At the time, he was an undergraduate at Stonehill College, and, in his freshman year, met Robert Sutherland, later his long-time colleague in the BSU math department. “Frankly, I was bored with freshman English and was wondering what I should do about it. Bob told me about a dynamic math professor named Joseph Chiccarelli. As soon as I took a class with Joe, I knew mathematics was the field I wanted to study,” he said.
Not long after, Professor Chiccarelli departed Stonehill for what was then Bridgewater State College, where he would become chairman of the math department and later dean of administration. “Joe was one of the most gifted teachers I’ve ever met,” said Professor Moore, “and I came away from my experience with him wanting to inspire students in the way he did. Meeting him was a turning point in my life.”

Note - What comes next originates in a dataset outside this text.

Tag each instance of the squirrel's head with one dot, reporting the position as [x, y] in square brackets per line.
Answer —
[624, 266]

Down the road, it would be Professor Chiccarelli who would persuade the young Thomas Moore to come to Bridgewater, but before that happened came a journey west to the fabled University of Notre Dame for graduate school, which he called “a total immersion in mathematics.”

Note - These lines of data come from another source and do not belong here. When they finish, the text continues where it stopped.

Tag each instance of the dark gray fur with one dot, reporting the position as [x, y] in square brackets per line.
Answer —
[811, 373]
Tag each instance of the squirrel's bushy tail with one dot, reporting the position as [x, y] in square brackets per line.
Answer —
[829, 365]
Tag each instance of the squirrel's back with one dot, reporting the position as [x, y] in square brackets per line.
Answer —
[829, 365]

From Notre Dame he learned lessons he incorporated into his Bridgewater classroom when he began teaching in the fall of 1968. There were less than 3,000 students at Bridgewater then and faculty numbered approximately150, with a dozen or so in the math department.

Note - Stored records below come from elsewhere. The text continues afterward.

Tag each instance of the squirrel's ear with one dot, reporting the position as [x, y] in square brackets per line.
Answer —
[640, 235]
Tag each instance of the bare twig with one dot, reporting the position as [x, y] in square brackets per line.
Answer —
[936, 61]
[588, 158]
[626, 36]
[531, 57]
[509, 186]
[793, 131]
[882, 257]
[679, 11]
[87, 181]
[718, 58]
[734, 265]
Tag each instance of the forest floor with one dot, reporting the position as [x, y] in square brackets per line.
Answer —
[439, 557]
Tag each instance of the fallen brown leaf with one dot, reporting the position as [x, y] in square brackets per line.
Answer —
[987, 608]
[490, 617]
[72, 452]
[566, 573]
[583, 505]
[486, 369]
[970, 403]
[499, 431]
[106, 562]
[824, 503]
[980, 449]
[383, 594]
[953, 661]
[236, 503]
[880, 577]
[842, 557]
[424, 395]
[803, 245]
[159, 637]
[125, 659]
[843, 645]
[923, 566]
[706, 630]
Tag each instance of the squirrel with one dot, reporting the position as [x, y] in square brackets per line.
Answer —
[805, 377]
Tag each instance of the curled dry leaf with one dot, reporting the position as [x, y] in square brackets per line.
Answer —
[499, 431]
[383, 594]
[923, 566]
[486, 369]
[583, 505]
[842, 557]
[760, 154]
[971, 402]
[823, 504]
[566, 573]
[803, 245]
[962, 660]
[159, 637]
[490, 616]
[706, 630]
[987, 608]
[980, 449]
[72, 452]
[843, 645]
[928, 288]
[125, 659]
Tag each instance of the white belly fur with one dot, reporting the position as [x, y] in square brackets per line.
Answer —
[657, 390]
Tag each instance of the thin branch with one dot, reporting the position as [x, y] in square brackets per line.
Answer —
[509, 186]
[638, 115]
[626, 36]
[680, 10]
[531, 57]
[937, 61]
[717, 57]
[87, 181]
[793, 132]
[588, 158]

Over the years at BSU, Professor Moore’s commitment to everyday classroom teaching has been one of the pillars of his career. In fact, in 1991, he received Bridgewater’s highest honor for teaching excellence, the Dr. V. James DiNardo Award for Excellence in Teaching.
Achieving such distinction at the midpoint of his academic career caused him to reflect on his own progress as an instructor. “When I first came to Bridgewater, I was fresh out of graduate school and didn’t know what to expect,” he said. “Consequently, when I think back to those earliest years, I realize now that I pushed a bit too hard, trying to cover every single concept in the syllabus in as much depth and breadth as possible. As I gained more experience, and learned from my colleagues in the department, I came to understand how to teach more effectively and get better results. That’s one of the special pleasures of being a faculty member at this level -- you too are constantly learning.”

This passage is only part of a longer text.